The worst thing is when a user decides to unplug the cable to move something or whatever. Then the token can fall out and you have to spend hours on your hands and knees with a magnifying glass trying to find the damn thing!
Its true! I saw it in a Dilbert cartoon!
In the free world the media isn't government run; the government is media run.
I pity you, your state and everyone else using Access.
Yeah, Access is a piece of shit. Unfortunately, it's a lot better than using Excel as a database, which is in many cases the alternative that I've witnessed.
There are also a lack of alternatives: you have FileMakerPro, which is neat (I like it) but not very appealing to some because it has a significant learning curve compared to Access and is also proprietary and expensive; aside from that you have OO.org's Base, which is still immature; and then you've got custom SQL+webforms, which is usually the right choice for non-trivial projects, but requires users to realize the scope of their project at the outset.
And as crummy as Access is, at least it gives you a path towards a separate frontend/backend.

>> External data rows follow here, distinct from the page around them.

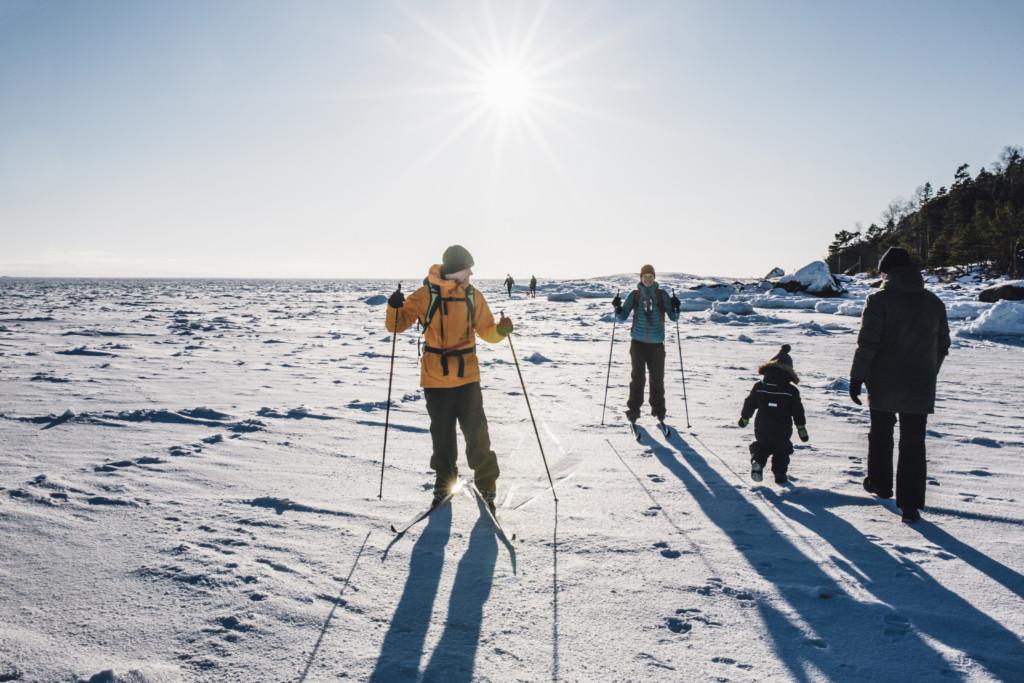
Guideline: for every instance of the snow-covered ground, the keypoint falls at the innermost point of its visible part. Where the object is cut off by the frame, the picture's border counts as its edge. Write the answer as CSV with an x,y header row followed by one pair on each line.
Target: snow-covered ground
x,y
189,473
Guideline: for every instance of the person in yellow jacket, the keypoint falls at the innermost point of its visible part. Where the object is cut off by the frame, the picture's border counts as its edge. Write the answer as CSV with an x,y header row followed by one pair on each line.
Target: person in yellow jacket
x,y
453,313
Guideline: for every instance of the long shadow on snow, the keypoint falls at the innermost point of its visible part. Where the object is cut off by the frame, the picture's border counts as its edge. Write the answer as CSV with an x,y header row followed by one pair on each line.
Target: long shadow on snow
x,y
402,647
847,639
455,656
933,609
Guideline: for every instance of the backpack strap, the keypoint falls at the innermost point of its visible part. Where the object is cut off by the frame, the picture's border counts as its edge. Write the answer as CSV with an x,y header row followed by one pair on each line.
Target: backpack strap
x,y
436,300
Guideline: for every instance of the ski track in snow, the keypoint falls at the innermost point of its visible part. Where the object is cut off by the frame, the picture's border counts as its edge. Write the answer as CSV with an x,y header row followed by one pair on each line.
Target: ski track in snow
x,y
189,476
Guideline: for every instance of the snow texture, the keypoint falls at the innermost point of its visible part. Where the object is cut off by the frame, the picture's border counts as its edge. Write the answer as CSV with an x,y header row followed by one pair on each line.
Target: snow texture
x,y
199,505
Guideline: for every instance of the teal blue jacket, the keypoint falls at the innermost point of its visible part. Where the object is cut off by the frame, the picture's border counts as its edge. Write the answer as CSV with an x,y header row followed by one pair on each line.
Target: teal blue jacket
x,y
648,324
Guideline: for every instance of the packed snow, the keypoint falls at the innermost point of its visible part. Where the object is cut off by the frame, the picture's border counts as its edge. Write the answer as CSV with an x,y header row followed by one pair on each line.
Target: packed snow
x,y
190,469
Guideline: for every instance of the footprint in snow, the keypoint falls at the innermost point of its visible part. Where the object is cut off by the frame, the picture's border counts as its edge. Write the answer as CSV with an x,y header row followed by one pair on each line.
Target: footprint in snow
x,y
651,511
896,626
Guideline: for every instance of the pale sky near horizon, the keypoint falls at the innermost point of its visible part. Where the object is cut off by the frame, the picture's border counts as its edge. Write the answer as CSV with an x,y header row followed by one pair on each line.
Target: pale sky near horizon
x,y
358,139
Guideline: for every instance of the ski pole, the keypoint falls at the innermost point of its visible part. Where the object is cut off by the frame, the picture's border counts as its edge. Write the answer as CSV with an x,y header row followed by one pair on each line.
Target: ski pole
x,y
524,395
682,371
607,379
387,414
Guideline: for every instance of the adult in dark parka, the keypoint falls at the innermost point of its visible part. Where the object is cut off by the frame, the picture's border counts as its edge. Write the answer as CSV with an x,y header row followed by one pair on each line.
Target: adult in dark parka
x,y
903,339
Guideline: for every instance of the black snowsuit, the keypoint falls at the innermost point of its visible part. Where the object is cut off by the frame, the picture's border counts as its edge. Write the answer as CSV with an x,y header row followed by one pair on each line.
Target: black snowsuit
x,y
777,404
904,337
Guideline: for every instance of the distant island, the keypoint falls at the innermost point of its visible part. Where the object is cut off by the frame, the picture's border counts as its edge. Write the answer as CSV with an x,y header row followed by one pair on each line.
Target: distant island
x,y
975,220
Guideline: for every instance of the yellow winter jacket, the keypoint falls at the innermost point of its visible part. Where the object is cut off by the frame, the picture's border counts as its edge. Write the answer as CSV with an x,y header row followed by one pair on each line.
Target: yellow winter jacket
x,y
451,339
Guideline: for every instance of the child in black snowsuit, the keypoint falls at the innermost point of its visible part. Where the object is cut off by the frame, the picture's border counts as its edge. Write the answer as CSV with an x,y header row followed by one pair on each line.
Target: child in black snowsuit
x,y
776,401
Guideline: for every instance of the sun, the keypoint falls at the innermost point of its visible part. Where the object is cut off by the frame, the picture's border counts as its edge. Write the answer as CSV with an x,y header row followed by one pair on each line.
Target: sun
x,y
506,87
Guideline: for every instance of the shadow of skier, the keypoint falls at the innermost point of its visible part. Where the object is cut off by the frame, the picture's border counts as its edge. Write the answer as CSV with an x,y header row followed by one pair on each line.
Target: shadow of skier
x,y
838,636
334,606
994,569
933,608
402,647
554,600
454,658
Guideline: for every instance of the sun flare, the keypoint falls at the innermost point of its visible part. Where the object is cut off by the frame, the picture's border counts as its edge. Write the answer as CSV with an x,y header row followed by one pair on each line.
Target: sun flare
x,y
506,87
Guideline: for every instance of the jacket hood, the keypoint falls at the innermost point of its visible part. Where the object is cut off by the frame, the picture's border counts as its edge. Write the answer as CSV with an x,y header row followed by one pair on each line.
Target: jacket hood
x,y
903,279
445,286
773,370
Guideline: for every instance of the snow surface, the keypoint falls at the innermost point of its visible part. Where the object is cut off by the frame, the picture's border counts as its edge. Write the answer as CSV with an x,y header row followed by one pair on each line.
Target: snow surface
x,y
189,475
1003,318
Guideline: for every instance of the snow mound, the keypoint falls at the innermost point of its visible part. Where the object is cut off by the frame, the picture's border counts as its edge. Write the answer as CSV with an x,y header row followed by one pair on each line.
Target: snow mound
x,y
852,308
737,307
711,292
1012,290
826,306
782,300
960,310
815,278
1006,318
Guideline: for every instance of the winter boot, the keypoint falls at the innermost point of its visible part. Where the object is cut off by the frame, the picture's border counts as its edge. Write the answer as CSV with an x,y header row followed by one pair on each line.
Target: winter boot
x,y
869,487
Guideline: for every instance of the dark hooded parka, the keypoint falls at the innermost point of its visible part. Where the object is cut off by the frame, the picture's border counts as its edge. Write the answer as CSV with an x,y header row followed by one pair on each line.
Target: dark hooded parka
x,y
904,337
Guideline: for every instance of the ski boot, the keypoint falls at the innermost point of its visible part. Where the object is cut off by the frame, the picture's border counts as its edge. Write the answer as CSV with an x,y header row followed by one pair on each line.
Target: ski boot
x,y
632,418
488,496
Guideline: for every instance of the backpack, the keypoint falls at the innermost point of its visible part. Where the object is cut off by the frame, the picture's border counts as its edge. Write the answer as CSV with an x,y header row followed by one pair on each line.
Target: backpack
x,y
436,300
636,304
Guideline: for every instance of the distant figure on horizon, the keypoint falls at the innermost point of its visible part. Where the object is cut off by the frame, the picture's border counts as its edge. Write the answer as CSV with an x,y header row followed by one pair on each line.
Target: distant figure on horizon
x,y
904,337
777,403
453,312
649,305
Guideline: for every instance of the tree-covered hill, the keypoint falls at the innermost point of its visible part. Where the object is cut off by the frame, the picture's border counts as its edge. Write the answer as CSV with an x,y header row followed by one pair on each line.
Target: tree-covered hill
x,y
975,219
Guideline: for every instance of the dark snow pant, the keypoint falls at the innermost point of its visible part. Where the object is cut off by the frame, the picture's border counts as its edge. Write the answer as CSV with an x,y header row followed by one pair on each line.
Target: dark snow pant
x,y
651,357
911,470
779,450
465,404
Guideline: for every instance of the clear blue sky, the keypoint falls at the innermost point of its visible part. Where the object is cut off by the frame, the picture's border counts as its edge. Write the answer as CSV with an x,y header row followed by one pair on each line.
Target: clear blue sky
x,y
205,138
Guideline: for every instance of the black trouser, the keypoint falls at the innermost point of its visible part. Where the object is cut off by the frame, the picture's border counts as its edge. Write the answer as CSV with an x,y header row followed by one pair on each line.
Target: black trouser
x,y
911,470
650,356
464,403
778,449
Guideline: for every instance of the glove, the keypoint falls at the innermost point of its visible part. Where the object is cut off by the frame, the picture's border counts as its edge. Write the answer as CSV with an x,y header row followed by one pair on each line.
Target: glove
x,y
397,300
855,386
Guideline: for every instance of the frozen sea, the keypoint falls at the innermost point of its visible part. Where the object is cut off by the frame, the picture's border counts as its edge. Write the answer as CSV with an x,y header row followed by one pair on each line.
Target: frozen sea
x,y
189,474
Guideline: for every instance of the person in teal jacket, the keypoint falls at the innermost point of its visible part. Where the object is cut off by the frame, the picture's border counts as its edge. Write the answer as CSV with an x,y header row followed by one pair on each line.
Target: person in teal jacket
x,y
649,306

You don't get that when each employee is keeping their own critical information on a massive spreadsheet on their workstation's hard drive. And in more places than I'd like to think about, that's the way things work -- it's the dark side of giving every employee an actual computer as opposed to a dumb terminal.
"Ladies and gentlemen, my killbot features Lotus Notes and a machine gun. It is the finest available."
That's very difficult to do, and your estimates of the costs will be called into question.
Right, but that's why IT doesn't provide the numbers. It just provides the scenario and it's the bean-counters (BC) that provide the numbers.
IT: "We have some really old hardware that's going to fail any day now..."
BC: "So what?"
IT: "Well, that's a good question, we know it's going to cost $Bazillion to fix so we need to find out if it's worth it or not. Here's what will happen when it dies - LAX completely shuts down. Would that hurt the bottom line enough to justify budgeting $Bazillion?"
BC: "OMFG!" [throws money]
In contrast technical staff get to hear a lot about the Tacoma Narrows Bridge, Liberty Ships, Titanic or similar disasters from long ago as illustrations of how things can go wrong before they get let out of their first year of training. Some management would discard those lessons as things from the days of dinosaurs which is why we seem to have maintainance, infrastructure and contingincy plans reduced to nothing every decade and then be seen as important in the years immediately following a string of expensive or deadly disasters.